In this morning's freshman pol sci class, we are still talking about why human beings are so hard to govern, issues having to do with moderation and justice and habit have crept into the conversation; so have food and sex and taste (and why Cyrus does not taste food, why he does not want to see the most beautiful woman in Asia); the "soft" Median education, and the "Hard" Persian one. In short, no one is bored and everyone sees the practical value of it all. Alas, Steve is right.
Come on, Peter, ignorance should never be the measure of utility. These freshman know very little, and probably nothing about statistics. It's a mathematical language -- would you instruct your freshmen in Hungarian and expect them not to be "bored?" It takes long, arduous education for students to appreciate statistics and the science that underlies its use.
If this is the way people at Ashland really feel, you need to take the "science" our of political science (the ONLY social science that dared to use the term in its disciplinary name).
I might also add that Steve's indictment of math and policy goes double for the hard sciences. Your typical legislator just takes the hard scientists' word for it. The problem is, EVERYONE thinks they know ALL about politics and the human universe. Instead of viewing the math as a necessary tool, most people just view it as the obfuscation of a well-known topic (which isn't the case most of the time).
People on the Right have to stop simply delegitimating these intellectual tools (which, admittedly, have been appropriated by the academic Left). LEARN the methods and take those people on!
What is this word: "lamosity"?
I was still gurgling over that when I got to APSA article and the titles of papers and panels. They all strike a note of desperation -- the grope for the original that afflicts academia and pushes creativity into the realm of the absurd.

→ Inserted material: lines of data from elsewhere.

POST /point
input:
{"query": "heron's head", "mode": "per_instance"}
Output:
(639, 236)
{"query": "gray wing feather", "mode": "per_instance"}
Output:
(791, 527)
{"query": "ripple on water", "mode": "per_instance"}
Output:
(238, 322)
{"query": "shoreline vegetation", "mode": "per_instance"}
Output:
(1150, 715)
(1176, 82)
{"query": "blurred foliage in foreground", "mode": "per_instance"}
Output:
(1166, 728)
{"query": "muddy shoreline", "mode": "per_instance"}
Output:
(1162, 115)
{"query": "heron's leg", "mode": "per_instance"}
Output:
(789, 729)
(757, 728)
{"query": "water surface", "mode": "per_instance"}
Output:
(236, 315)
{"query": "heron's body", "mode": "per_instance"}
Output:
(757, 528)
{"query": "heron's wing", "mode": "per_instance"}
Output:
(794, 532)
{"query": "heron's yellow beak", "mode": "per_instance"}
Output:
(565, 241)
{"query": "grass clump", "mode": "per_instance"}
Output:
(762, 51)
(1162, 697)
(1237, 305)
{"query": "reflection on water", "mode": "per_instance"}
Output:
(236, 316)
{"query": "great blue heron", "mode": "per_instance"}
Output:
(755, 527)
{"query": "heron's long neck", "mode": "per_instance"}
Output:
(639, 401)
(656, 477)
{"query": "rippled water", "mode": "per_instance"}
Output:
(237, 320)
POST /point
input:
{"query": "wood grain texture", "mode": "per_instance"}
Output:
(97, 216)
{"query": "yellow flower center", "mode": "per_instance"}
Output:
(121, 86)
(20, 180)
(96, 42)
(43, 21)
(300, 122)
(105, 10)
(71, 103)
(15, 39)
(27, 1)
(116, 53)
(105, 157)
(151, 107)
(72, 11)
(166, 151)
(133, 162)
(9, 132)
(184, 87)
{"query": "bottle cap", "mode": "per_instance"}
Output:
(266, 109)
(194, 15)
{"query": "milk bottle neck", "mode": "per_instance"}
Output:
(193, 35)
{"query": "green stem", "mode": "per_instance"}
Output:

I don't know, Redwald. Reducing politics to a science; what of humanity really works like that? Take polling data: if you ask people why they answer this way or that on a poll you don't get the same answer to your "why?". Justifications or reasons for picking a., b., or c. from the list are rarely the same from person to person. Sometimes they even have no reason they can articulate. You can use the polling data, but the "why?" is the interesting part and that is not readily quantifiable. And there is only so much political scientists can chew over with election results. Twice, thrice, twenty times chewed it is not charming and the results are the same. Six months later just about everyone knows if the results were good news or bad news on human terms and that part is something to talk about. The re-chewed data looks about as you'd expect, pretty darn..... tiresome.
I was going to say something here in Steve's defense . . . but that was before I read his fine piece. After doing that (which I highly recommend to all) I see no reason to try adding anything to this:
"The real problem with academic political science is its insistence on attempting to emulate the empiricism of economics and other social sciences, such that the multiple regression analysis is considered about the only legitimate tool of the trade. Some regressions surely illuminate, or more often confound, a popular perception of the political world, and it is these findings Klein rightly points out. But, on the other hand, I have often taken a random article from the American Political Science Review, which resembles a mathematical journal on most of its pages, and asked students if they can envision this method providing the mathematical formula that will deliver peace in the Middle East. Even the dullest students usually grasp the point without difficulty."
A fine answer to Redwald's point. Tools are fine and sometimes necessary . . . but they are still only tools. A man who knows all there is to know about a hammer may also be a carpenter . . . but it is NOT because of what he knows about hammers. And many fine carpenters know nothing about what it takes to make a fine hammer. Still . . . we need tool and die makers. But it is better for everyone if they don't call themselves carpenters (unless, of course, they also are carpenters).
Julie and Kate...what? I'm not sure I follow your points about chewing and hammering.
Could historical analysis (i.e., yada yada yada) bring "peace to the Middle East?" So far, it hasn't. How about political philosophy? Nope. Can Plato or the Persians come back from the dead and restore political virtue? Don't think so. The fact is, without a scientific protocol (of which mathematical precision is part), you simply have opinions and no tools to adjudicate the truth/falseness of claims. The oft-vaunted "logic" mostly doesn't do the job (generally because being "logical" depends on which initial premise you take). How do we know if a public policy works or not? You have to know its goals, and then you have to have statistics on its outcomes. Numbers are necessary.
Such a reactionary response to the natural progression of science...tut tut. It's been my experience that people who strongly object to the quantification of social science don't understand that quantification. If they did they'd sing a different tune, methinks.